Тронул Герцога, он прижался ко мне. Мы оба знали, что в доме есть кто-то.

Мы открыли калитку и подошли к двери. Вставил ключ в скважину, медленно повернул его. Взял Герцога за ошейник – он напрягся под моей рукой, как тетива. Я отступил в сторону от проема и тогда осторожно открыл дверь. Пес вздрогнул – воздух в прихожей веял чужим. Я громко спросил:

– Что ты делаешь в нашем доме?!

Он молчал.

– Ты вор? Зачем же ты влез? Разве не видел, что мы тут были двадцать минут назад?

Он молчал.

– Ты влез через форточку и запер ее. Она перестала хлопать. Мы знаем, что ты здесь.

Он молчал. Сверхъестественно молчал, добрые люди не умеют так молчать…

Мороз пробежал по спине.

– Так ты ждешь, чтобы убить меня?

Тишина.

– Хочешь убить меня потому, что Герцог кинулся на тебя, когда ты проходил под фонарем? Потому что он взял твой след и повел меня вниз по улице, откуда как раз пришел ты? Ты следил за нами, видел, где мы живем, и куда пошли от калитки. Залез сюда ждать, когда я приду к своему телефону.

Тишина. Он стоял внутри дома, может быть, в двух метрах от меня. Откуда-то я знал, что он не пошевелится, пока я буду говорить. Я говорил дальше.

– Значит, ты думаешь, что я запомнил твое лицо там, под фонарем? Ты думаешь, я видел покойника между четвертым и пятым этажами? Там, где ты его подстерег и застрелил полчаса назад. А выстрела никто не слышал, для этого ты обернул Макарова в одеяло, и труп найдут только утром, когда мусоровоз уже увезет оружие на городскую свалку. Думаешь, я мог видеть все это? Почему ты не убил меня там же, в девятиэтажке? Вероятно, у тебя нет второго ствола. Ты влез в мой дом и просто взял большой нож для мяса, что висит над плитой. Сейчас ты стоишь с ним тут, в прихожей.

Тишина.

– Давай сделаем так. Мы с Герцогом повернемся и спокойно уйдем. Ты не станешь кидаться нам на спину. А когда мы уйдем, зажжешь свет в доме и посмотришь, куда ты попал. Здесь нет ни телевизора, ни компьютера, ни газет, ни журналов. Половина лампочек сгорела давно, и я не меняю их. Нет календарей и часов, кроме большого маятника в гостиной. В глиняной вазе стоят четыре трости, а возле кровати лежит книга – взгляни на нее внимательно. Я читаю азбукой Брайля. Я слеп! Герцог – мой поводырь!

Я перевел дыхание. Он все молчал.

– Я ухожу, – сказал я. – Я не мог видеть тебя, не мог видеть того, кого ты застрелил. Это не мое дело. Чье угодно, но уж точно не мое. Хочу просто уйти, а когда вернусь – чтобы тебя не было. Хорошо?

Тишина. Я попятился от двери, пытаясь увести с собой Герцога.

Тот застыл на месте. Его шерсть стояла ежом, а мышцы были вырезаны из мрамора.

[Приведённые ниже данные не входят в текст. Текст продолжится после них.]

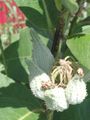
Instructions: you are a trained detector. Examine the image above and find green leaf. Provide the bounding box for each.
[0,73,42,120]
[61,0,79,15]
[16,0,58,48]
[30,29,54,73]
[54,0,62,11]
[4,28,32,82]
[67,34,90,69]
[53,83,90,120]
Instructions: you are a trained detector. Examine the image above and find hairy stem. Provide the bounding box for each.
[0,38,8,75]
[68,0,85,36]
[51,14,64,57]
[47,110,54,120]
[42,0,54,38]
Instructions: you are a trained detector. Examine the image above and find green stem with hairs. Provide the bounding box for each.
[46,110,54,120]
[0,38,8,75]
[42,0,54,38]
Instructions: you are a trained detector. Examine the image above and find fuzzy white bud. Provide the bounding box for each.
[30,73,50,100]
[45,87,69,112]
[65,75,87,105]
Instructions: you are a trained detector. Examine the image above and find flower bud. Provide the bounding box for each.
[30,73,50,100]
[45,87,68,111]
[65,75,87,105]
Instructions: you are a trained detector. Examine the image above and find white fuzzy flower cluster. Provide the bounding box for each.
[30,73,87,112]
[30,57,87,112]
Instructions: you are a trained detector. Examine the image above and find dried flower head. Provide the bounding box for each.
[45,87,69,111]
[30,73,50,100]
[65,74,87,104]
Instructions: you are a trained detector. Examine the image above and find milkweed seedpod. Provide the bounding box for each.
[45,87,69,112]
[65,74,87,105]
[30,73,50,100]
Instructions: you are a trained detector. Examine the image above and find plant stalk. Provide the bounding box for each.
[0,38,8,75]
[47,110,54,120]
[42,0,54,38]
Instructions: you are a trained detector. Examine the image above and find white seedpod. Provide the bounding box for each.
[65,75,87,105]
[30,73,50,100]
[45,87,69,112]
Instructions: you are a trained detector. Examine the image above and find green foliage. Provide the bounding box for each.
[0,0,90,120]
[67,34,90,69]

– Дружок, – сказал я, – ну пошли. Прошу тебя. Ну, злой человек, так что? Не нам его судить, приятель.

Чужой уронил отрывистый смешок:

– Тхе!

Герцог метнулся в дом.

Его сердце колотилось так бешено, что я слышал движения друга. За секунду он пересек прихожую и прыгнул. Тут же отлетел, напоровшись на что-то, шлепнулся на пол, отполз. Только тогда очень тихо застонал.

Чужак бросил:

– Шшавка.

Голос был глухой, утробный. Звук выбирался из самого его живота.

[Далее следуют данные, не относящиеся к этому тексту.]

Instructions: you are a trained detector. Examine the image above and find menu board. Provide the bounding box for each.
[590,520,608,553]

Я шагнул в проем и дважды выстрелил в этот звук.

К ЮГУ ОТ СУЭЦА
3 место на конкурсе детективного рассказа 2014

Пассажирский лайнер – прекрасное место для знакомств. Особенно тот, что направляется в курортную колонию.

Джойс коротал время в салоне – курил кальян, слушал музыку, глядел на причудливые фентезийные галактики, проплывавшие за декоративными окнами. Девушка вошла и остановилась, оценивающе оглядывая публику. Людей немного: несколько пар, несколько подростков, скучающий астронавт, Джойс… Девушка пахла корицей, Джойс поднял взгляд на нее. Она была смугла и стройна, ее платье слеплено из лоскутов шелка и кружева…

Джойс назвался Винсентом, девушка назвалась Сьюзен. Она спросила:

– Ты впервые летишь на Ивлем? – явно желая, чтобы он ответил: нет.

– Нет, – ответил он. – Я уже повидал этот мирок.

– Он ведь действительно красив, правда?

– Ты влюбишься в него.

Она пересказала все, что слышала об Ивлеме: слухи, восторги, рекламные враки. Он сравнил Ивлем с десятком других колоний, где бывал. По всему выходило, что Ивлем лучше.

– Какие планы на отдых? – спросила Сьюзен, ожидая, что планов не будет.

– Не люблю загадывать наперед, – ответил Джойс, – доверяю тому, что пошлет мне судьба.

– Ты давно был там?

– В прошлой жизни.

– Отдыхал?

– Были дела поважнее.

Сьюзен походила на ту, кто любит мартини, и Джойс, не спрашивая, заказал ей мартини. Она поинтересовалась доверительным шепотом:

– А правда, что на Ивлеме опасно? Там бывают террористы, да?

– Давно уже не опасно. Колониальное Ведомство навело там порядок, – ответил Джойс, по разочарованной гримаске Сьюзен понял свою ошибку и тут же исправился: – Но это по-прежнему диковатое местечко. Ивлем лежит к югу от Суэца.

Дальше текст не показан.